Nun ist Übergewicht und Diabetes II eines der großen und rasch wachsenden Gesundheitsprobleme unserer Zeit – vor allem bei Kindern. Es liegt an Eltern zu entscheiden, was sie ihren Kindern zu Essen geben, und je älter die Kinder werden, desto mehr entscheiden sie es selbst.

Auch wenn es für die Volksgesundheit nützlich wäre, kann der Staat hier nur wenig eingreifen. Informationskampagnen sind, selbst wenn sie gut gemacht sind, meist nutzlos.
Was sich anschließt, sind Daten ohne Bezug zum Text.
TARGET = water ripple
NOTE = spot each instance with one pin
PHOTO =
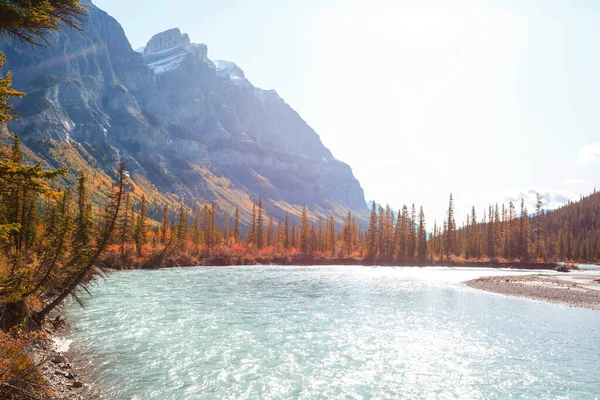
(330, 332)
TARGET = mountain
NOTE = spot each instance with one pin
(187, 127)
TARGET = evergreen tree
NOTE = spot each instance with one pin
(165, 225)
(372, 233)
(286, 234)
(304, 231)
(236, 225)
(450, 230)
(141, 228)
(422, 237)
(260, 226)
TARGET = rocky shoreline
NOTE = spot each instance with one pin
(570, 290)
(64, 378)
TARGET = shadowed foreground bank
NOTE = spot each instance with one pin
(569, 290)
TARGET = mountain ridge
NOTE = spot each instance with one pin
(191, 127)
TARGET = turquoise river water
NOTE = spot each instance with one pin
(269, 332)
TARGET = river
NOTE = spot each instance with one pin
(329, 332)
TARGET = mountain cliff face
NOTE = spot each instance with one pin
(182, 123)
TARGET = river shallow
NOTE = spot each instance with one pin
(329, 332)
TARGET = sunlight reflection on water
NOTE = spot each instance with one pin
(330, 332)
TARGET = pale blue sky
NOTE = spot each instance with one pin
(486, 99)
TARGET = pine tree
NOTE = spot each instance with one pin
(422, 237)
(124, 224)
(450, 230)
(286, 233)
(270, 232)
(372, 233)
(165, 225)
(236, 225)
(82, 236)
(260, 226)
(30, 21)
(182, 228)
(141, 229)
(304, 231)
(197, 228)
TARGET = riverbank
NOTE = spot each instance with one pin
(162, 260)
(565, 289)
(64, 378)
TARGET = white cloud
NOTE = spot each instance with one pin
(589, 154)
(578, 181)
(551, 199)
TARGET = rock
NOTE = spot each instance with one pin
(186, 125)
(59, 359)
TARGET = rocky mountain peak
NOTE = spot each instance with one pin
(167, 40)
(171, 45)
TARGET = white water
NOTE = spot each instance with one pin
(330, 332)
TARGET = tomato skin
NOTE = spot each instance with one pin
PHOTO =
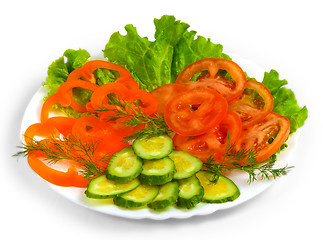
(164, 93)
(194, 112)
(246, 106)
(212, 143)
(257, 137)
(229, 90)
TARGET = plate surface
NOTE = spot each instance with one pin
(247, 190)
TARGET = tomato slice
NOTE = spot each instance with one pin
(164, 93)
(196, 111)
(250, 107)
(212, 143)
(229, 89)
(265, 137)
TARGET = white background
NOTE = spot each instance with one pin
(281, 35)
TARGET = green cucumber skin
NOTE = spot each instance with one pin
(90, 194)
(199, 164)
(99, 196)
(156, 179)
(122, 179)
(125, 203)
(163, 204)
(223, 200)
(191, 202)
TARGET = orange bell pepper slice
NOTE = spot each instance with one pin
(64, 97)
(71, 178)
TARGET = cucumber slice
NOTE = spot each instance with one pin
(101, 187)
(224, 190)
(186, 164)
(153, 148)
(190, 192)
(138, 197)
(157, 172)
(124, 166)
(168, 194)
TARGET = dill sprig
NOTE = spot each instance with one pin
(245, 160)
(134, 116)
(70, 148)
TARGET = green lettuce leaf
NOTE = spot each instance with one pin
(59, 70)
(285, 102)
(190, 49)
(149, 62)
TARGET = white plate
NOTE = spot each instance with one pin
(247, 190)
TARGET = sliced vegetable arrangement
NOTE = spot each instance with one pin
(159, 123)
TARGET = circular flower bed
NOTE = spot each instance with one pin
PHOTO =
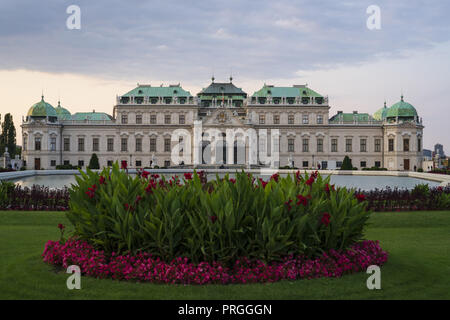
(144, 267)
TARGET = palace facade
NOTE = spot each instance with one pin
(146, 123)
Und auch eine Fettsteuer, wie sie in Dänemark eingeführt und in anderen Ländern erwogen wird, ist ein wenig effektives Mittel. Denn selbst wenn Süßigkeiten, Soft Drinks und andere Junk Food teurer werden, wird die Jugend nicht zu Äpfel und Brokkoli greifen.

Aber eines kann der Staat tun: Irreführende Werbung rigoros untersagen. Da darf es nicht nur um falsche Gesundheitsversprechen gehen, wie sie etwa von Jogurt-Herstellern gemacht werden.

Die ganze Vermarktungskultur von fettmachenden Süßigkeiten gehört streng reguliert, mit strikten Auflagen für die Kennzeichnung bis hin zu Warnaufschriften wie bei Zigaretten.

Und möglicherweise sollte Werbung für ungesunde Lebensmittelprodukte überhaupt verboten werden, denn diese ist per Definition irreführend, so wie es Tabakwerbung einst war.

Dies wäre ein maßvoller Eingriff in wirtschaftliche und persönliche Freiheiten. Niemand kann gezwungen werden, gesund zu essen. Aber jeder hat das Recht zu erfahren, was er – und seine Kinder – wirklich zu sich nehmen.